The window sticker on this particular 300 SRT should have come with a warning. The $45,770 of the SS didn't shock anyone, while the $61,570 for the SRT nearly knocked us over. The SS feels well equipped with navigation, heated seats, blind spot warning, all the usual suspects, but the Chrysler adds things like adaptive cruise control and active suspension that aren't even options on the Chevy. The 300 also has nearly $5500 in interior upgrades that could easily be skipped without a second thought and that would shave that price gap down quite a bit. The last point of economic interest is the $1300 gas-guzzler tax on the SS compared to the $1000 tacked onto the SRT. We would go into the fuel economy, but if you really care about that, you're looking at the wrong cars. Let's talk speed instead.

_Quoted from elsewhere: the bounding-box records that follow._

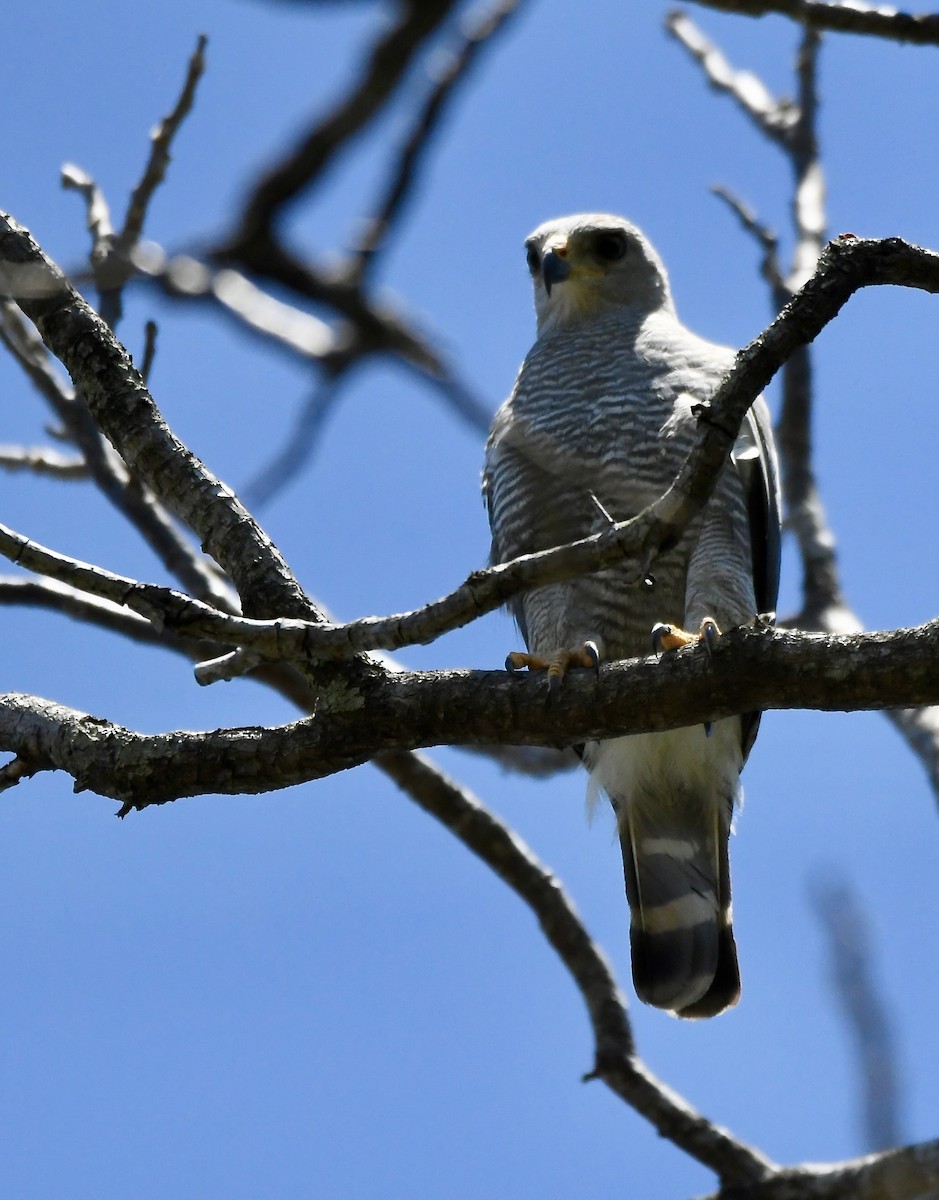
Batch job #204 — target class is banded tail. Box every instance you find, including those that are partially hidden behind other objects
[617,796,740,1018]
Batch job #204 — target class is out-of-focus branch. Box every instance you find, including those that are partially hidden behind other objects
[813,880,903,1150]
[0,294,237,612]
[665,12,794,143]
[0,445,88,479]
[140,320,157,386]
[376,754,774,1182]
[0,228,939,659]
[120,34,208,243]
[227,0,454,248]
[884,708,939,798]
[347,0,528,282]
[670,14,939,796]
[695,0,939,46]
[134,250,345,362]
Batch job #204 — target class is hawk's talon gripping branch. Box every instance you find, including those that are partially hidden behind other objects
[506,642,600,692]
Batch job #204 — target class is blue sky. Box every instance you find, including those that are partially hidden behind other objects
[0,0,939,1200]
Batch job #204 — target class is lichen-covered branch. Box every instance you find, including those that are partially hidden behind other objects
[0,622,939,808]
[0,214,318,620]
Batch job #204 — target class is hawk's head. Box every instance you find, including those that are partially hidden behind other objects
[525,212,671,330]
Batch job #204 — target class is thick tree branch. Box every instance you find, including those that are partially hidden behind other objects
[711,1140,939,1200]
[0,445,89,479]
[0,292,235,611]
[665,12,795,144]
[0,620,939,809]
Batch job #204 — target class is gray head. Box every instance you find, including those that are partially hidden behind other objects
[525,212,672,332]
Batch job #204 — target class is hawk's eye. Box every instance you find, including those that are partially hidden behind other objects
[593,233,626,263]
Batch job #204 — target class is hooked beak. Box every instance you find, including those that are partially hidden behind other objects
[542,250,570,296]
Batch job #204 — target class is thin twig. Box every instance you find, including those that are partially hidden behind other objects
[665,12,795,143]
[695,0,939,46]
[347,0,528,283]
[243,370,346,510]
[225,0,454,248]
[120,34,208,243]
[140,320,157,386]
[812,872,903,1150]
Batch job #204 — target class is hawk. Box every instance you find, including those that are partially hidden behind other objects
[483,214,779,1018]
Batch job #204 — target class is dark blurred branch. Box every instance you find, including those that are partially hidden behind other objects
[347,0,528,282]
[376,754,773,1182]
[813,880,903,1150]
[244,371,346,509]
[695,0,939,46]
[665,11,794,143]
[225,0,455,248]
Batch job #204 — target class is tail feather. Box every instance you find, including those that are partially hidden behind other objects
[617,803,740,1018]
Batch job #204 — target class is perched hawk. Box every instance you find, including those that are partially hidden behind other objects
[483,214,779,1016]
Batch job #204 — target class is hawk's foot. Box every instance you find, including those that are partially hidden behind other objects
[506,642,600,691]
[652,617,720,654]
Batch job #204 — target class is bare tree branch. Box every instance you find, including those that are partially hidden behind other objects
[0,215,318,620]
[244,370,346,509]
[348,0,528,282]
[120,34,208,246]
[376,754,773,1181]
[0,298,235,611]
[9,620,939,809]
[665,12,795,144]
[227,0,454,248]
[61,35,207,329]
[0,445,89,479]
[695,0,939,46]
[812,878,903,1150]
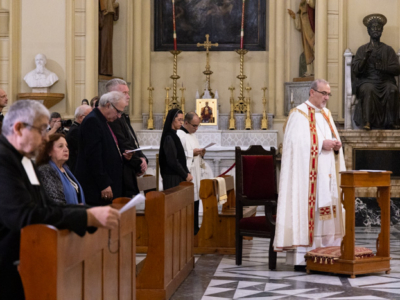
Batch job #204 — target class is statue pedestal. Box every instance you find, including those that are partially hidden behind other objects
[17,93,65,109]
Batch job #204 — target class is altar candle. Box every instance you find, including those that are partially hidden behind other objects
[172,0,177,51]
[240,0,246,49]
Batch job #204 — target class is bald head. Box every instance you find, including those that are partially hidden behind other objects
[75,104,92,124]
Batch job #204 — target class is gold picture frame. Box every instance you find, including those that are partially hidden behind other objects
[196,99,218,126]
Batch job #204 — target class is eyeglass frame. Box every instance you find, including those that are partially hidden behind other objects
[188,122,201,128]
[312,89,332,97]
[110,102,124,116]
[22,122,47,137]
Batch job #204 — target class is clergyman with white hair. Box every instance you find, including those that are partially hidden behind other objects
[75,92,132,205]
[24,53,58,88]
[0,100,120,300]
[65,105,92,175]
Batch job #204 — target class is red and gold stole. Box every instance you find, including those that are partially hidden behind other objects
[307,105,318,247]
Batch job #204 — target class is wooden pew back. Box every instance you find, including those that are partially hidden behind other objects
[137,175,157,195]
[194,175,256,254]
[19,205,136,300]
[136,182,194,300]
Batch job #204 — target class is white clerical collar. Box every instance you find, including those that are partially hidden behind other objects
[306,100,322,112]
[21,156,40,185]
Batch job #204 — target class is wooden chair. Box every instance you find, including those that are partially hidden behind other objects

At the drag strip, the SRT's extra ponies get a little more work done than the SS, even if just by a nose. The SRT beats the SS's 4.6 second run from 0-60mph by 0.2 seconds and continues to be faster until just after 80 mph were the SS starts to catch back up. The SRT barely holds on in the quarter-mile, running a 12.9 to the Chevy's 13.0. On the way back down from 60, the SS shocks the SRT, stopping in a sports-car-like 105 feet, 8 shorter than the Chrysler. The figure eight also favored the SS by a considerable margin, 24.8 seconds compared to 25.2 despite the extra Hemi-thrust.

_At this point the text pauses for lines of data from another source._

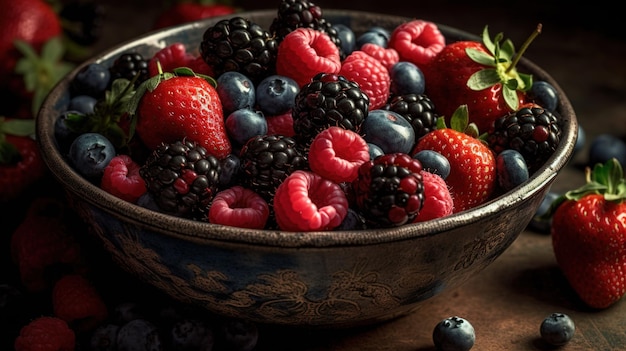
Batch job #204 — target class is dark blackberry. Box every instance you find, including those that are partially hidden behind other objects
[352,153,424,228]
[239,135,308,204]
[292,73,370,148]
[385,94,439,140]
[109,52,150,86]
[139,140,221,220]
[269,0,346,59]
[487,107,561,172]
[200,16,278,84]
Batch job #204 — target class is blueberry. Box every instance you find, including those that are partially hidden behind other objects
[389,61,426,95]
[361,109,415,154]
[589,134,626,167]
[216,71,256,116]
[496,149,529,191]
[256,75,300,116]
[67,95,98,115]
[529,80,559,112]
[356,26,391,48]
[333,23,356,55]
[226,108,267,145]
[68,133,116,180]
[413,150,450,179]
[71,63,111,98]
[539,313,576,346]
[528,191,561,234]
[433,316,476,351]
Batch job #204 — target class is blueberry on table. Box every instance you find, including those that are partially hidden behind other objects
[433,316,476,351]
[539,313,576,346]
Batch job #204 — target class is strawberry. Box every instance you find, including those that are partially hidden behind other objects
[423,26,541,132]
[547,158,626,309]
[129,68,232,159]
[154,1,237,29]
[413,105,497,213]
[0,117,47,202]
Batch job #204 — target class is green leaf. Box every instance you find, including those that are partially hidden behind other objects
[467,68,500,91]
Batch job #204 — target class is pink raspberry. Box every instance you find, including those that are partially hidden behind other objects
[361,43,400,71]
[309,126,370,183]
[413,171,453,223]
[388,20,446,67]
[276,27,341,86]
[100,154,146,203]
[209,185,269,229]
[339,50,391,110]
[274,170,348,231]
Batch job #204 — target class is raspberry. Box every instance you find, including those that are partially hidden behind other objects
[148,43,195,77]
[209,186,270,229]
[274,170,348,231]
[388,20,446,67]
[14,316,76,351]
[276,28,341,86]
[309,126,370,183]
[11,198,83,292]
[52,274,108,331]
[100,154,146,203]
[360,43,400,71]
[413,171,454,223]
[339,50,391,110]
[265,110,296,137]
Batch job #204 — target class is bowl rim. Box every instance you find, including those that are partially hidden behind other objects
[36,9,578,248]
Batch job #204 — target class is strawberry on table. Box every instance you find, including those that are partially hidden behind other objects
[547,159,626,309]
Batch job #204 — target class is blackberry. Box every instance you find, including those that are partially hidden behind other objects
[239,135,308,204]
[487,106,561,173]
[385,94,439,140]
[352,153,424,228]
[109,52,150,86]
[269,0,346,60]
[139,139,221,220]
[292,73,370,149]
[200,16,278,84]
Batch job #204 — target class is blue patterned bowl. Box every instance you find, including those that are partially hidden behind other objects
[37,10,577,328]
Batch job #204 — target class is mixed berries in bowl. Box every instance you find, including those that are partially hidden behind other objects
[37,0,577,328]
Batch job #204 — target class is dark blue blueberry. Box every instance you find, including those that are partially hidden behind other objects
[67,95,98,115]
[116,319,164,351]
[68,133,116,180]
[413,150,450,179]
[356,26,391,48]
[529,80,559,112]
[539,313,576,346]
[496,149,529,191]
[333,23,356,55]
[216,71,256,116]
[226,108,267,145]
[528,191,561,234]
[433,316,476,351]
[361,109,415,154]
[389,61,426,95]
[71,63,111,98]
[588,134,626,167]
[256,75,300,116]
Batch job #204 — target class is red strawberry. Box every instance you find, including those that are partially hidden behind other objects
[131,69,232,159]
[549,159,626,308]
[276,28,341,86]
[14,316,76,351]
[154,1,237,29]
[423,27,538,132]
[413,106,497,212]
[0,117,47,202]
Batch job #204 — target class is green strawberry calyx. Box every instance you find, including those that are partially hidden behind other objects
[465,24,541,110]
[539,158,626,220]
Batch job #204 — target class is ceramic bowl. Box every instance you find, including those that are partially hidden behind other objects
[37,10,577,328]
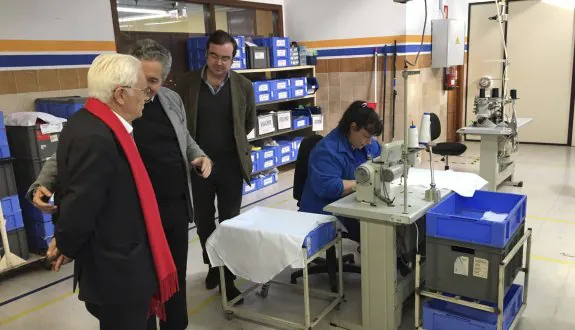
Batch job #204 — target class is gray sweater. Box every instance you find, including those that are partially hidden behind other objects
[26,87,206,215]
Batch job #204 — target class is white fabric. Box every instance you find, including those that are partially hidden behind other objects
[397,168,487,197]
[6,112,67,134]
[206,207,336,283]
[112,111,134,134]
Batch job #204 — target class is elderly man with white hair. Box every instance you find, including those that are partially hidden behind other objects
[49,54,180,330]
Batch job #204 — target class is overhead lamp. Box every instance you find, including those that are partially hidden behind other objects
[118,12,170,23]
[118,7,167,15]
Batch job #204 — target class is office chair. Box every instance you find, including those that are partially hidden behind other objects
[430,113,467,171]
[291,135,361,292]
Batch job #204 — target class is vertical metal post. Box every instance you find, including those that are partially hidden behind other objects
[415,254,421,330]
[497,264,507,330]
[302,247,311,329]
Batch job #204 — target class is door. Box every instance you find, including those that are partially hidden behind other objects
[466,0,574,145]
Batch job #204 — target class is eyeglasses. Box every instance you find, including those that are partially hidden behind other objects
[208,52,232,63]
[121,86,152,103]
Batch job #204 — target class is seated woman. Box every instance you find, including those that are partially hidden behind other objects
[300,101,383,242]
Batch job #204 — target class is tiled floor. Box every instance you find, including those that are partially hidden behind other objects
[0,144,575,330]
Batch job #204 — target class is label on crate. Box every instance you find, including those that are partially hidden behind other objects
[311,115,323,132]
[277,112,291,130]
[453,257,469,276]
[258,116,275,135]
[258,94,270,102]
[473,258,489,279]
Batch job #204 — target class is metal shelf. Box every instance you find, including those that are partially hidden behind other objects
[256,94,315,107]
[248,125,312,142]
[234,65,315,73]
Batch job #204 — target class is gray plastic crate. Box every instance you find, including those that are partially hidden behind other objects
[425,223,525,303]
[0,159,18,198]
[0,228,30,260]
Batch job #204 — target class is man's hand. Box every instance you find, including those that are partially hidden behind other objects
[32,186,57,213]
[192,156,212,179]
[46,238,62,261]
[52,254,72,272]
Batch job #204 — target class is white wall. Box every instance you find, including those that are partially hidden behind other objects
[284,0,404,41]
[0,0,114,41]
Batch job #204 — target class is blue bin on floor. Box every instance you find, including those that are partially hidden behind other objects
[423,284,523,330]
[426,190,527,248]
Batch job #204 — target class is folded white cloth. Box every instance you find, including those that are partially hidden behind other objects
[206,207,336,283]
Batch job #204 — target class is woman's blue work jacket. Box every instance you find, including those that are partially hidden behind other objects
[300,128,381,214]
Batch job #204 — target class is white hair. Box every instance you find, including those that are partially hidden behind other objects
[88,54,142,103]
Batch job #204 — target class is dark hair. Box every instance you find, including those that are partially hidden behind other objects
[337,101,383,136]
[206,30,238,57]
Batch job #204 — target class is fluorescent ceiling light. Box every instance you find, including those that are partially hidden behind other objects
[119,12,170,23]
[144,21,183,25]
[118,7,166,15]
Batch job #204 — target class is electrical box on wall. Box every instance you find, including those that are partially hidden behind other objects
[431,19,465,68]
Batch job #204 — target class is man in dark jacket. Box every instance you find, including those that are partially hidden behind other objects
[176,30,256,299]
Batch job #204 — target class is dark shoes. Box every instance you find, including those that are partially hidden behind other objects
[205,268,244,305]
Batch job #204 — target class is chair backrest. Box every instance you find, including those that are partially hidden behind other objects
[293,134,323,206]
[429,112,441,141]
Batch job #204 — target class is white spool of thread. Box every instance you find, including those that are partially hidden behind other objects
[407,122,419,148]
[419,112,431,145]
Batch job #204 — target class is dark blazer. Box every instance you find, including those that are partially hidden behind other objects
[55,109,158,304]
[175,70,256,182]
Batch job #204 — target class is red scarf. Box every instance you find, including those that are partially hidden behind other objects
[85,98,179,320]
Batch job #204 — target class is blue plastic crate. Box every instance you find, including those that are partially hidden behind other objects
[35,96,86,119]
[426,190,527,248]
[252,37,290,48]
[304,221,337,258]
[260,173,278,189]
[271,89,292,101]
[290,78,307,89]
[252,81,272,93]
[255,92,272,103]
[0,195,24,231]
[291,87,307,98]
[269,79,290,92]
[423,284,523,330]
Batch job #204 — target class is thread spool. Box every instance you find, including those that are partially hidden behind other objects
[419,112,431,145]
[407,122,419,148]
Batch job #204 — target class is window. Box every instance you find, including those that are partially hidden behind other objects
[117,0,209,34]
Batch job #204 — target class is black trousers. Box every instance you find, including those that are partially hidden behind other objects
[192,156,243,265]
[147,196,190,330]
[86,301,150,330]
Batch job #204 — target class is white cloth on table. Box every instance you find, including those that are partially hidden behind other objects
[206,207,336,283]
[397,168,487,197]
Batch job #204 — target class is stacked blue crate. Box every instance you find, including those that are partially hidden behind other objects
[0,111,10,159]
[0,195,24,232]
[20,194,54,251]
[253,37,291,68]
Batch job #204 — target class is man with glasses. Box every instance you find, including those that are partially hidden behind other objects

More notable, was Kim Reynolds's assertion that "this was barely a comparison, the SS is in a different league dynamically." During my figure-eight laps, I was less concerned with times and more with the enjoyment factor. The big SRT fully lives up to its muscle car persona with giant smoky power slides. Apparently SRT stands for Shreds Rear Tires. It isn't precise and it isn't refined, but man is it fun. The 300 SRT should be standard issue for every Hollywood car chase. The SS will roast tires as well, but it so much more controlled and graceful. The biggest difference is choice. The SS can be driven like a sports sedan, neat, tidy and fast; pick a line and use it. You can feed in power with a watchmaker's precision or hammer it like carving a sundial out of stone. Either way is just as enjoyable in the Chevy, while trying to be smooth and tight in the Chrysler is an exercise in frustration.